An application for the General Manager position from a fan (part one)

Dear Mr. Melnyk,

It has come to my attention that your Ottawa Senators are now 477 points out of the playoffs, and that GM Bryan Murray is in the final year of his contract. Your vote of complete confidence in management, coaching, and players - nay, your insistence that this team is ready to go 42-0 for the rest of the season - which is customary around this time of year, has been conspicuously absent from our hallowed halls of media, The Ottawa Sun and TGOR, bastions of sound thought and astute analysis that they be. Lastly, I saw that little turd burglar Pierre McGuire going through your garbage, so I know the time ripe to make my availability known.

I would be an ideal choice for Ottawa Senators GM. I have an internet connection, and so I can look at nhlnumbers.com and sportsclubstats.com any time I want, and by using NHL.com, I can look up the age of players before signing them. I have an iPhone with an application on it that lets me know all the scores right away. I think we should sign Brad Richards to a contract that pays him $78M in the first year and $1M a year for the next 3000. These are not my only good ideas. I also think that Ottawa should hire a coach that has a strategy based around the team winning more games than it loses. I believe this very strongly. In today’s NHL (NHL 2.0), only those teams with a winning record will have any chance of sneaking into the playoffs as the eighth seed and maybe their goalie getting hot and going on a run to the third round where they’re annihilated by a team who has meticulously planned and built through the draft. Which, as well all know, is what Ottawa needs to do if it’s going to break even. Oh, I will also change our slogan from My Town. My Team to This is the Year We Break Even.

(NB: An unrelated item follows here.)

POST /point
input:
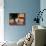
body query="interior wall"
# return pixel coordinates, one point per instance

Also, and I know I’m being presumptuous, but on my first day on the job I would institute a rule that all Senators jerseys cannot have gold sparkles in them. I’m sorry, but the current policy that even if you come up with a black third jersey with the word SENS across the front that it must, somewhere, have gold sparkle in it is making us the laughing stock of the league. Even more so than drafting Brian Lee ninth overall. This new rule will be a crucial part of our success. Our new jersey will feature a black circle on a black background with black flames coming out of it, and all players will be made to wear balaclavas and carry large wooden clubs. Also, the blades of the skates will be replaced with machetes.

Lastly, I would consider trading Alex Kovalev for the 1st overall picks in 2011 and 2012. Have you been watching the World Juniors? I wish we had some of those guys. At least more than that one huge guy on defence who never seems to play the big minutes.

Anyway, I don’t drive, so I would need the organization to provide an express bus pass so I can get out to Kanata, or maybe you could let me work from home. And I can’t skate backwards, so I’d probably need to hire a scout to assess that part of the players’ game. Also, I have a degree in English Literature. But I think that it’s plain to see that despite these horrible, horrible shortcomings, I can’t possibly do any worse than what you've got now. My salary is negotiable. References available upon request. I would also consider the position of Jarkko Ruutu.

Sincerely,
Vaclav Varada

Varada is a regular contributor to The Cory Clouston Fashion Review, which may have to come up with a new name soon.